Pebbel asks them one last time if they will work with Shields, and each of them refuses. On the phone, however, Shields insists on telling his project idea to the studio chief. Leaving his office, Lorrison, Amiel and Bartlow cannot help but pick up an extension line and listen in. The film ends here, with the possibility open that they may still fall under Shields’ spell once again. Whenever I see this movie, I fervently hope that they will, because it is obvious that despite Shields’ actions and sometimes underhanded methods, he is a force for good (movies, anyway). Sure, he is a heel, but Jonathan Shields is a charming heel who always strives for quality in his productions.

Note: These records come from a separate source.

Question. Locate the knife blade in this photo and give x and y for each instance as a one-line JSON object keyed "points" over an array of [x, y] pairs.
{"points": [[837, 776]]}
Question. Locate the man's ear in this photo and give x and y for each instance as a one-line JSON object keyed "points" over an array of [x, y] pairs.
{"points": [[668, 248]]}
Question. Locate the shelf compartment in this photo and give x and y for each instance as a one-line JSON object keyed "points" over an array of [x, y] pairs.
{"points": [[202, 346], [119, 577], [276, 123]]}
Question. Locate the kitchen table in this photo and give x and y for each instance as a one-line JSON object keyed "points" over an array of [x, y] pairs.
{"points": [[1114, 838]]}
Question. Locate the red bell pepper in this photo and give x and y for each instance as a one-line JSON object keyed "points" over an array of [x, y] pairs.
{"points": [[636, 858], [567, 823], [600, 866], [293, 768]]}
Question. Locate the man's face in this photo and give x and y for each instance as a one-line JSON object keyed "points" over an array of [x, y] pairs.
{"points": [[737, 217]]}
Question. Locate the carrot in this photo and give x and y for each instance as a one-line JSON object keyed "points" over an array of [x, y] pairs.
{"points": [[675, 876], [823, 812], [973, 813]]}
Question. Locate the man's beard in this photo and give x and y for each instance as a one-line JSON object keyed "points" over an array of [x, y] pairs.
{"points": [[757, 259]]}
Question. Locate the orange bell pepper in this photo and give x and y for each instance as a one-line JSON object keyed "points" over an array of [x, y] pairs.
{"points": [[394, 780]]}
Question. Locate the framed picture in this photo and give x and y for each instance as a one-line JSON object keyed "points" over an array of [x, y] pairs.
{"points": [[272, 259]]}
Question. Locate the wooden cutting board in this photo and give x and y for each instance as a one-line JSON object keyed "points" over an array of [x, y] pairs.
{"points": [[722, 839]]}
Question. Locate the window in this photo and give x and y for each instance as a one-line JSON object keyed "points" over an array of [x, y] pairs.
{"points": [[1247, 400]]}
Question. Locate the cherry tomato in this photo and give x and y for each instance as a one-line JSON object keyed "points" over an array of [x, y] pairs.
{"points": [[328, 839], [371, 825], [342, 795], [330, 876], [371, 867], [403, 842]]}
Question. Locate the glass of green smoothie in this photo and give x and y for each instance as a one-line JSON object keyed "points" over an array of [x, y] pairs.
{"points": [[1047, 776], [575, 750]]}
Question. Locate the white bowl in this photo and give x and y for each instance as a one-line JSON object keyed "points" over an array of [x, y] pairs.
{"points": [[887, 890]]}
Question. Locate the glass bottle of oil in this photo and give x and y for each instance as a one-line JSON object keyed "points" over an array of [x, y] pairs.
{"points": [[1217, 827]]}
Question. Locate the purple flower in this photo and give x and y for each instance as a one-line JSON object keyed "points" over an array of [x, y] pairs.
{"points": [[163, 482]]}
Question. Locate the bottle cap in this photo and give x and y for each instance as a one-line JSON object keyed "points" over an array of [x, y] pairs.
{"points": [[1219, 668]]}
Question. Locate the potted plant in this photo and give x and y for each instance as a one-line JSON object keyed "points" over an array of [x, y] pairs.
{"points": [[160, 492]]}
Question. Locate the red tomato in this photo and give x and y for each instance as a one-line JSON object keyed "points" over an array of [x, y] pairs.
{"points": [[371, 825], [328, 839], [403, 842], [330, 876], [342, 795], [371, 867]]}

It is this characteristic which redeems Shields for me. As Harry Pebbel notes, “You know, when they list the ten best movies ever made, there are always two or three of his on the list. And I was with him when he made them.” The movie posits that Shields’ often abominable behavior is acceptable as long as what he produces is of sufficient quality. In real life I might argue the point, but in terms of this movie’s moral gravity I accept the point wholeheartedly. It is what makes the film so memorable and effective as not only a character study but an exploration of Hollywood ethos. It is worth noting that not everyone in town was anxious for the film to be made. In fact, if Louis B. Mayer had still been the head of the studio (he had been essentially forced out in 1951) MGM would never have made the movie. It was brought to the studio by independent producer John Houseman who, with new studio head Dore Schary, was confident that a good movie could be made of the material and would benefit from the usual MGM gloss.

Under Minnelli’s impeccable direction, the film was wonderfully realized. It was a big hit and was nominated for six Academy Awards, winning five of them (only Kirk Douglas lost in the Best Actor category, to High Noon‘s Gary Cooper). The winner of the Best Supporting Actress prize was Gloria Grahame, who had three other big movies out that year. It was not so much a question of her winning the Oscar that year, but for which of her films would she be nominated. Gloria is very decorative and effective in the role of Bartlow’s starstruck wife Rosemary, with many critics of the opinion that she steals the spotlight from Lana Turner (who was, criminally, not nominated). Gloria is terrific in the film, but so is everybody else. From the dynamic leads to key supporting parts as small as Ned Glass’, Elaine Stewart’s, and Ivan Triesault’s, the film is sharply cast and beautifully acted.

In my opinion The Bad and the Beautiful is a classic. It is one of the best movies about Hollywood ever produced. It is a serious, entertaining glimpse into the business of creating silver screen excitement, exposing the pettiness, manipulation and ego-destroying elements of the motion picture industry. Yet beyond the betrayals, power plays and penny-pinching decisions that shape what the public is shown, there is also a deep respect and appreciation for the artistry of film entertainment, which prevents the pessimism of the piece from overwhelming its subject, and the audience. It is a film that, more than half a century after its creation, continues to live and breathe as vigorously as any other title of the era. Its depiction of the film industry business is, of course, dated, but its themes are not; if anything, they are more relevant now, as the commercial aspects of the industry seem to be crushing its artistic integrity. We need a Jonathan Shields and Fred Amiel to once again prove that even seeming schlock like The Doom of the Cat Men can have artistic merit, given the right approach. All it takes is hard work and the right attitude. This movie has the right attitude; it is one for the ages.  ✰ ✰ ✰ ✰.  February 2012.